Abstract 60: Shear Stress Maintains Endocardial Phenotype in Ipsc Derived Endocardial Cells

Abstract

Objectives: Specialized endocardial cells are responsible for the development of heart valves in utero . During a highly regulated morphogenetic process, these endocardial cells undergo endothelial-to-mesenchymal transformation (EMT) to become valve interstitial cells (VICs) and reorganize the extracellular matrix to form the structure of the valves. Potentially, induced pluripotent stem cells (iPSCs) may be coaxed into endocardial cells, then to VICs, to yield a suitable cell source for tissue engineered heart valves. Unfortunately, no method to generate iPSC derived endocardial cells exists. Current biochemical strategies utilize static culture, which does not represent the dynamic mechanical environment of the developing heart, which is known to affect differentiation and function of endocardial cells. Methods and Results: Human iPSCs were differentiated and purified to endothelial progenitors (CD34+), seeded onto collagen IV coated plates, and grown to confluency.
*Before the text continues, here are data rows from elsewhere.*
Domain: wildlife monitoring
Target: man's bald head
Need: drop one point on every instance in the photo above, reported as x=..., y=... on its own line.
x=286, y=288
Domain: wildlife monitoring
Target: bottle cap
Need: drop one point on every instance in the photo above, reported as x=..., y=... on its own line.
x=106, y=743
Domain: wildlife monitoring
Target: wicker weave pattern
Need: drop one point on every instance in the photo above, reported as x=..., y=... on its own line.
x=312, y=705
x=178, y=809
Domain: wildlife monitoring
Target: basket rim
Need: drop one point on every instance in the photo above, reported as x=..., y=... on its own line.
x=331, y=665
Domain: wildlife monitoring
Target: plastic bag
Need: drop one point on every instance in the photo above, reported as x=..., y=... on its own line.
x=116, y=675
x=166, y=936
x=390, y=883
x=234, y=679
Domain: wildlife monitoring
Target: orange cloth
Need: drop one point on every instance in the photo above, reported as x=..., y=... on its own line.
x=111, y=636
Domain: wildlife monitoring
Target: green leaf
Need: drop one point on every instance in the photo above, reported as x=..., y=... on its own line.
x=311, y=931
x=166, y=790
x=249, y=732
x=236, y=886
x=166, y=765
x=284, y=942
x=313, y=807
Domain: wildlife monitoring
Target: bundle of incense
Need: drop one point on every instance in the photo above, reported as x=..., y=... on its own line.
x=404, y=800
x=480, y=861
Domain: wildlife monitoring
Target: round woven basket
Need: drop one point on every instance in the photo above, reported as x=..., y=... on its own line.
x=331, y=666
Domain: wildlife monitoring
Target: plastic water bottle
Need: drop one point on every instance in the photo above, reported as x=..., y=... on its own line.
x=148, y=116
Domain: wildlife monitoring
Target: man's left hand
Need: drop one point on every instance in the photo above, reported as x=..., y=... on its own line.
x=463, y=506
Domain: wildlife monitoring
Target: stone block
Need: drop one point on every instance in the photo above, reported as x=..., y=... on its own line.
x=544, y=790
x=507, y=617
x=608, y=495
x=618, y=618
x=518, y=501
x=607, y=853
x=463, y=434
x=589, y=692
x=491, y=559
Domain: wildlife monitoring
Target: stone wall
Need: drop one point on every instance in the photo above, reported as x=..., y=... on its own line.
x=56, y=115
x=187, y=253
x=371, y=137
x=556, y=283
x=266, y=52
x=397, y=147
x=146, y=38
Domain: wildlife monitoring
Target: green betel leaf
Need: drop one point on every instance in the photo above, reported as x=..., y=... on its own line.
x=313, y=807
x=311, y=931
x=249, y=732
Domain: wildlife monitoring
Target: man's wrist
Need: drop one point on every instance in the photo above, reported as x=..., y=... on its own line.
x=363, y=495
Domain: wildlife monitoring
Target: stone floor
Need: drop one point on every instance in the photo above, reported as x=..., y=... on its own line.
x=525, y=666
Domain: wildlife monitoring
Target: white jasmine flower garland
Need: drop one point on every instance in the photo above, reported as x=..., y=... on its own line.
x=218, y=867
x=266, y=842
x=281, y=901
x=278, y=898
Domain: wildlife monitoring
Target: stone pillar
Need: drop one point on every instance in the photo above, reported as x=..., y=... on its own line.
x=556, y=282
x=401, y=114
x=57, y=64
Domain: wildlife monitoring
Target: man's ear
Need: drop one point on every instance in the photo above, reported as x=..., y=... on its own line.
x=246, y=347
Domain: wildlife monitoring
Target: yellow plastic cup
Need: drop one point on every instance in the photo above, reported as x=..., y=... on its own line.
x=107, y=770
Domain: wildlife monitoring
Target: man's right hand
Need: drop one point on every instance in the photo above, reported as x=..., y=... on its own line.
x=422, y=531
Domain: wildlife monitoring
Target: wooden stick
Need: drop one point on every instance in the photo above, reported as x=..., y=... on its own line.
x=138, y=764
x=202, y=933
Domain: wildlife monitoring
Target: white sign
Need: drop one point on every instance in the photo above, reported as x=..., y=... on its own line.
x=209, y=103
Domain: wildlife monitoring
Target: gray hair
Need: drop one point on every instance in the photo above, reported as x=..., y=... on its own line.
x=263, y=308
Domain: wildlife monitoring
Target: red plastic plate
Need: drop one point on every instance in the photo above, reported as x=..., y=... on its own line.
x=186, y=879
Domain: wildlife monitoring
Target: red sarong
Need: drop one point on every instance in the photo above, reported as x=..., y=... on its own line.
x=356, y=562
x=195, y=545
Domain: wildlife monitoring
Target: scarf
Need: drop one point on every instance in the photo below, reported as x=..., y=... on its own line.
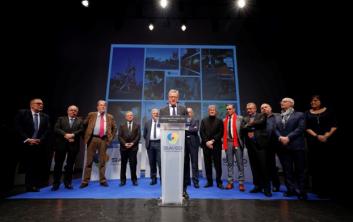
x=234, y=129
x=285, y=116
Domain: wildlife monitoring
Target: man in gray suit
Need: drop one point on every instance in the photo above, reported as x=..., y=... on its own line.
x=233, y=146
x=68, y=130
x=152, y=136
x=173, y=109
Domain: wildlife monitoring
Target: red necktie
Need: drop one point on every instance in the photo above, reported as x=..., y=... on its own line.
x=101, y=126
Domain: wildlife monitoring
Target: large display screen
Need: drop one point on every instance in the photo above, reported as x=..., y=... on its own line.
x=140, y=77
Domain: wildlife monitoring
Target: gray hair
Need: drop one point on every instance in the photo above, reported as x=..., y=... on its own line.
x=173, y=91
x=288, y=100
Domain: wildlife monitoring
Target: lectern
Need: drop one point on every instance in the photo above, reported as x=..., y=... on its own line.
x=172, y=158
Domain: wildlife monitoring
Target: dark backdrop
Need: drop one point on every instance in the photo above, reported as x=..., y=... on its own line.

Using a FlexCell system and a custom-built fluid shear device (A,B) , mechanical strain and shear stress were administered to the maturing cells independently, which were then assayed via qPCR for changes to endocardial and EMT markers. Bidirectional shear stress (C) was found to downregulate endothelial markers CD31, VE-cadherin and VEGFR2, as well as endocardial specific gene Nfatc1, yet increased expression of EMT markers BMP2 and Snai2. Conversely, unidirectional shear (D) increased Nfatc1 while causing lower expression of BMP2 and Snai2 than bidirectional shear. Cyclic strain decreased both endocardial and EMT markers (E) . Conclusions: These data suggest that unidirectional shear stress maintains an endocardial phenotype, while bidirectional shear stress induces EMT, promoting an interstitial cell phenotype. These stimuli may be utilized to maintain and expand patient-specific endocardial and valve interstitial cells for the creation of tissue engineered heart valves.